Hurried anticipation fueled the just-short-of-a-speed-walk trek to the front entrance, and my mind interjected with the memory of standing in line behind Kurt Cobain and Courtney Love (who were fans of the music just as much as the rest of us) at the Hollywood Palladium during the Siamese Dream tour in ’93. Overhearing a conversation on the way up to the arena, I learned that frontman Billy Corgan suffered a food poisoning bout which cut the band’s set short in Oakland the night before. Would it affect tonight’s concert? I guess we were about to find out.
Corgan appeared first with just a guitar to perform the opening track to Mellon Collie and the Infinite Sadness in front of a giant video screen, which flooded the arena with childhood photos and Super-8 footage of Corgan.
But oddly, the visuals were also of us, the fans. Colorful notes and scribbles danced on top of images warning that the innocence of childhood could and would be broken at anytime, giving way to the experience of our shadow selves. Pretty heavy stuff to start out the show, but what the hell. Halloween came early this year.
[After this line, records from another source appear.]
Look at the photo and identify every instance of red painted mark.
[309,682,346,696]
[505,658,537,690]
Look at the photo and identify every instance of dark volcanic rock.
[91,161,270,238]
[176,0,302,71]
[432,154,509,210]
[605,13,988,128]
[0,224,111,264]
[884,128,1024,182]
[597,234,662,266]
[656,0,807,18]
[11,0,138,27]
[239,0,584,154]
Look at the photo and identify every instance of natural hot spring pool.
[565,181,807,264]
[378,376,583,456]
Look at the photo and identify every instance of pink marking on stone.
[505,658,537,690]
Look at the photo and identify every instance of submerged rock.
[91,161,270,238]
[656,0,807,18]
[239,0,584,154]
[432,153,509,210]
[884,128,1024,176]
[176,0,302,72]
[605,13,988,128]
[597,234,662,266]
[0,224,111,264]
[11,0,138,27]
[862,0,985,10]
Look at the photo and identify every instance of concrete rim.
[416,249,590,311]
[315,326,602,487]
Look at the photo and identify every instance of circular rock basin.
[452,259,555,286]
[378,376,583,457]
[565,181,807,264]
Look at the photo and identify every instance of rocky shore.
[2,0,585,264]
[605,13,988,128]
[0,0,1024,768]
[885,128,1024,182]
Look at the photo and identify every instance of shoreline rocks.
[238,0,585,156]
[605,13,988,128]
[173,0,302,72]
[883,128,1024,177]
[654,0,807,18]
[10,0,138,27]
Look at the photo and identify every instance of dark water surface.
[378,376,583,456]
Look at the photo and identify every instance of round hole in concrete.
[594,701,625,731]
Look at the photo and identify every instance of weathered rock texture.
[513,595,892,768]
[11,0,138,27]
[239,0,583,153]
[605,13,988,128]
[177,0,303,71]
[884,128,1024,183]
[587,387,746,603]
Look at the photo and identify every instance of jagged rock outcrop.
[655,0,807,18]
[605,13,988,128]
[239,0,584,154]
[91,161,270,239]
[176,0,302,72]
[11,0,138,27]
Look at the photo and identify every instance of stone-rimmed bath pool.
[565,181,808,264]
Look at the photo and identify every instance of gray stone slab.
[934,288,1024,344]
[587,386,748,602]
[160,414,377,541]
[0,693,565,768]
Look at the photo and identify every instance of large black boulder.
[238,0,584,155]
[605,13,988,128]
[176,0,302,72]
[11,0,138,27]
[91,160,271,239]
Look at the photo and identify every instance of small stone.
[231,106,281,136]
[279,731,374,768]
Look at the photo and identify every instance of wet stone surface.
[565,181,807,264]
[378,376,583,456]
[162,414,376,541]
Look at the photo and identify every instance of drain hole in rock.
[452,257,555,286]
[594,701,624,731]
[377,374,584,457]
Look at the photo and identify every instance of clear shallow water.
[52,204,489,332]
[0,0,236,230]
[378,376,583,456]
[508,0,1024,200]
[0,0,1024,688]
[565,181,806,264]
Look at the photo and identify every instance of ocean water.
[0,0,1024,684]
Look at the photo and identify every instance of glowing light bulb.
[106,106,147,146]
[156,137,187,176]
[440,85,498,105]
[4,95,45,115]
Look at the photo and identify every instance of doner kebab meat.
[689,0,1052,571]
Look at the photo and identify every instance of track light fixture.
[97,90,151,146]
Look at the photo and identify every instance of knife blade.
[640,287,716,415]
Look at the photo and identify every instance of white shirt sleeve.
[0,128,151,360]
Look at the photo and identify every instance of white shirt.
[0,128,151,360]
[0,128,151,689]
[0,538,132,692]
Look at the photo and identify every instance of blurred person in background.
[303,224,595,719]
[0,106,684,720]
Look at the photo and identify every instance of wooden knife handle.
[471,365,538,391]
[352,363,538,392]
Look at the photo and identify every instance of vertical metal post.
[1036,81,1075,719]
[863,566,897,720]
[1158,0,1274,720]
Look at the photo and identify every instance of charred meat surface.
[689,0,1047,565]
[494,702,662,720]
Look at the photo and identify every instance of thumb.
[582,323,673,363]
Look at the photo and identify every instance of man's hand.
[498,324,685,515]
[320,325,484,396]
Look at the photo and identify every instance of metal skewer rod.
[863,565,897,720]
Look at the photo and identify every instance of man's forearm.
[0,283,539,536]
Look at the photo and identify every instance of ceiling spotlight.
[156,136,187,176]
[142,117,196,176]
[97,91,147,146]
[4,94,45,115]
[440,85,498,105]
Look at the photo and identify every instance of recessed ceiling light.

Next, the band launched into why I had shown up in the first place: the “take no prisoners” attitude the band had on the Gish-, Siamese Dream- and Pisces Iscariot-era recordings. Bring on the lush walls of guitar backed by the punchy finesse of one of my favorite drummers, and let the games begin.
Brushing away any doubt about his health, Corgan sounded strong and driven. Tight from weeks of rehearsal, the Pumpkins were having fun and stayed near each other throughout a two-plus hour set of carefully chosen, mostly anthemic songs, with the addition of a few noteworthy covers. As David Bowie’s “Space Oddity”’s first chords began to ring out, we were all singing along creating a moment, part-eulogy and part-joy. Equally surprising, causing a shared “no way” whisper in the arena, was the moment “Stairway to Heaven” and its all-too familiar chord progression began to play. We were under their spell. The crows outside had been summoned, the incantations had been spoke, spirits were rising and the songs were LOUD.